Table of Contents

  • In 2015, the Member States of the United Nations (UN) adopted 17 Sustainable Development Goals (SDGs). Devised as an agenda for global sustainable development, the SDGs reflect the commitment of stakeholders to eradicate poverty, respect human rights, empower women and girls, and bring prosperity and peace, while tackling climate change and working to preserve oceans and forests.

  • The private sector has a significant role to play in the achievement of the Sustainable Development Goals (SDGs), along with other stakeholders. Firms are well placed to contribute to social goods by inventing new products, reducing negative externalities and by being channels for positive cross-border impacts.

  • This chapter is an introduction to this book and sets out the motivation. It briefly introduces the role of firms in addressing the Sustainable Development Goals (SDGs), particularly through their core business and the expected role of industrial policies to foster the contribution of business activities to the attainment of SDGs.

  • This chapter explores the contribution of the business sector to the Sustainable Development Goals (SDGs) through three different angles. First, it reviews the academic literature on the role of firms in the provision of social goods, and their incentives to engage in such investments. Second, it gathers and describes examples of firms’ actions related to the SDGs. Finally, it presents evidence on firms’ prioritisation, actions and planning related to SDGs using the United Nations Global Compact survey data.

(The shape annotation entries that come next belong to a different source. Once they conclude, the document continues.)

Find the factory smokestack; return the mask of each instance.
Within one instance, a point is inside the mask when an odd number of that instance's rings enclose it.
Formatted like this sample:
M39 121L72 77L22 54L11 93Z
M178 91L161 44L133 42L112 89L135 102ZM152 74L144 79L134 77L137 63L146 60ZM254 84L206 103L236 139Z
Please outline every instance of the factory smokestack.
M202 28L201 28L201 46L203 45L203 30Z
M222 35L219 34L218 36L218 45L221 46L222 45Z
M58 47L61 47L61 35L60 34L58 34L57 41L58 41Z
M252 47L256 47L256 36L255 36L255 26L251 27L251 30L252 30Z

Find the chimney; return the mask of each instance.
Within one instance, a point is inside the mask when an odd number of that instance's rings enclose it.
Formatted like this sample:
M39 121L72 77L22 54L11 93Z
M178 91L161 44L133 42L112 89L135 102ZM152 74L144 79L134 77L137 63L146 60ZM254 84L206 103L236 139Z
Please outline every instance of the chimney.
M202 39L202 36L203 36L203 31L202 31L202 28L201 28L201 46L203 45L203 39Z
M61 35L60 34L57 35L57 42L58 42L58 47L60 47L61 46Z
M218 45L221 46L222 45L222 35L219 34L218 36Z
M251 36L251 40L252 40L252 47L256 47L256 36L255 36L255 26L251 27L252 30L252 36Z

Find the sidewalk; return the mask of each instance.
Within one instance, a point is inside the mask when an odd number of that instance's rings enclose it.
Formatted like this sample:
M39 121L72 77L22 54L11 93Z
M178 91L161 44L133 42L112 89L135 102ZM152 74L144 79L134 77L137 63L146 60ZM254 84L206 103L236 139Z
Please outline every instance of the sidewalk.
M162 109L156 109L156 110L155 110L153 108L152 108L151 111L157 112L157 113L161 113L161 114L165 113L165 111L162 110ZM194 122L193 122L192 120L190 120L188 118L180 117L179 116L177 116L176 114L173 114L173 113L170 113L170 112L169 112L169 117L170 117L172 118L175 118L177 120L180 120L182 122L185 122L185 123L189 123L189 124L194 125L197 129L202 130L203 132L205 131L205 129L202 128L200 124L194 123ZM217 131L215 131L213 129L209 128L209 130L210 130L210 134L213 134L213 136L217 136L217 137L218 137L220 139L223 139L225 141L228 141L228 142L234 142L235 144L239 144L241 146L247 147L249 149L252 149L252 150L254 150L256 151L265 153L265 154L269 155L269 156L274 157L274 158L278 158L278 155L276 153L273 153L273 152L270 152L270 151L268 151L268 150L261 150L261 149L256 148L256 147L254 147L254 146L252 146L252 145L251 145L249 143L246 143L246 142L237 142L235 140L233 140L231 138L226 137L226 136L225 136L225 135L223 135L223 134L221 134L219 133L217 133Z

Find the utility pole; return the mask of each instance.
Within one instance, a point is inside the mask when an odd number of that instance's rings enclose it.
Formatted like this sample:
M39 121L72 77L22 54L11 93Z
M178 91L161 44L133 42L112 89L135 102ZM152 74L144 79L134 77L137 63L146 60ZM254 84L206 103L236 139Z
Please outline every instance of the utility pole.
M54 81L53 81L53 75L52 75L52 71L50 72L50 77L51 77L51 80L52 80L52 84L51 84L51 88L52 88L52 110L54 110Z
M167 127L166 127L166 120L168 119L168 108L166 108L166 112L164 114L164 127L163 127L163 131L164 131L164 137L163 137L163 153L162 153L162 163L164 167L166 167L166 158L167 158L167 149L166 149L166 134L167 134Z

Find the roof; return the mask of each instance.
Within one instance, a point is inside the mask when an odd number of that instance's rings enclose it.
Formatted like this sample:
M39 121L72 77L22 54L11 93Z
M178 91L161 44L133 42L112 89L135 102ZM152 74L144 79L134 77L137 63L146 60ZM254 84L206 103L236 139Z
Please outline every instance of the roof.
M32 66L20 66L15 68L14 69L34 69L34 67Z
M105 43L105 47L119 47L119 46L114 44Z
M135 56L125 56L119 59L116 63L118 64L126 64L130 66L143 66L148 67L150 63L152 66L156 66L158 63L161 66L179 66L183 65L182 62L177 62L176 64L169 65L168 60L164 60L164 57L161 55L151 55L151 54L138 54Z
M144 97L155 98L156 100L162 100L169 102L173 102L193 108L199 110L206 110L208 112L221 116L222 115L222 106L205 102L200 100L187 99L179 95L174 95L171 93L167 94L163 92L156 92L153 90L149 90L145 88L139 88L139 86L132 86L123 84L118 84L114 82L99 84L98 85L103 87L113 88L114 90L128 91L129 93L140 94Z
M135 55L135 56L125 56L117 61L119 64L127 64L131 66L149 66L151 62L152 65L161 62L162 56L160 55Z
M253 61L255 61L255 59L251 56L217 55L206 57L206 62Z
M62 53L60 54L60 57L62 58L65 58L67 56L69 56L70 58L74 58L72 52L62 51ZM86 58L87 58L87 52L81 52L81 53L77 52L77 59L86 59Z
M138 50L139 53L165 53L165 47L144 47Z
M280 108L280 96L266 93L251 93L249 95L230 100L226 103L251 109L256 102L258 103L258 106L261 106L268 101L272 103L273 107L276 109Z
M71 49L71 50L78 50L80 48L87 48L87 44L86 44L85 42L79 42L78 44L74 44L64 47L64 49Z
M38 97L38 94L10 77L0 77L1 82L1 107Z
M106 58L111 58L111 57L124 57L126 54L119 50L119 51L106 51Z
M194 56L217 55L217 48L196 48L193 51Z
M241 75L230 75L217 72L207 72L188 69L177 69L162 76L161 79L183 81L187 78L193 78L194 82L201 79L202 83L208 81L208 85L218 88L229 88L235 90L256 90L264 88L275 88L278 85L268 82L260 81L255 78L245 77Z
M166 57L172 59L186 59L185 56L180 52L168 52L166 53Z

  • This chapter presents a novel methodology to measure the share of the private sector engaged in the production of goods or services that are related to the Sustainable Development Goals (SDGs). It relies on a mapping between sectoral and product classifications at a granular level and the 17 SDGs, based on a natural language processing/machine learning algorithm. This chapter also provides a complete view of the SDGs which can be linked to firms’ activities, either to their core business or non-core business activities.

  • This chapter showcases how combining indicators from the OECD Inter-Country Input-Output tables and Inter-Agency and Expert Group on SDG can be used to draw insights on cross-border impacts of Sustainable Development Goal (SDG)-related business activities. The chapter focuses on four SDG indicators: manufacturing value added; medium- and high-tech industry value added; research and development expenditures; and agriculture and food processing industry value added.

  • This chapter uses a policy benchmarking exercise in a sample of seven countries and the European Union to better understand the current policies that governments are implementing to target the Sustainable Development Goals (SDGs). It focuses on three main types of instruments, namely rewards and incentives; government assistance; and mandatory compliance. These instruments are then classified by target SDGs to shed light on the policy mix by SDGs.

  • Building on the results of previous chapters, this chapter provides policy recommendations on the design of industrial policies for the Sustainable Development Goals (SDGs), aimed to increase the private sector’s contribution to the SDGs through firms’ core business activities. It studies the right policy mix between rewards and incentives, government assistance and mandatory compliance instruments, the importance of targeting small firms, new entrants and innovative firms and the design of industrial strategies for the SDGs.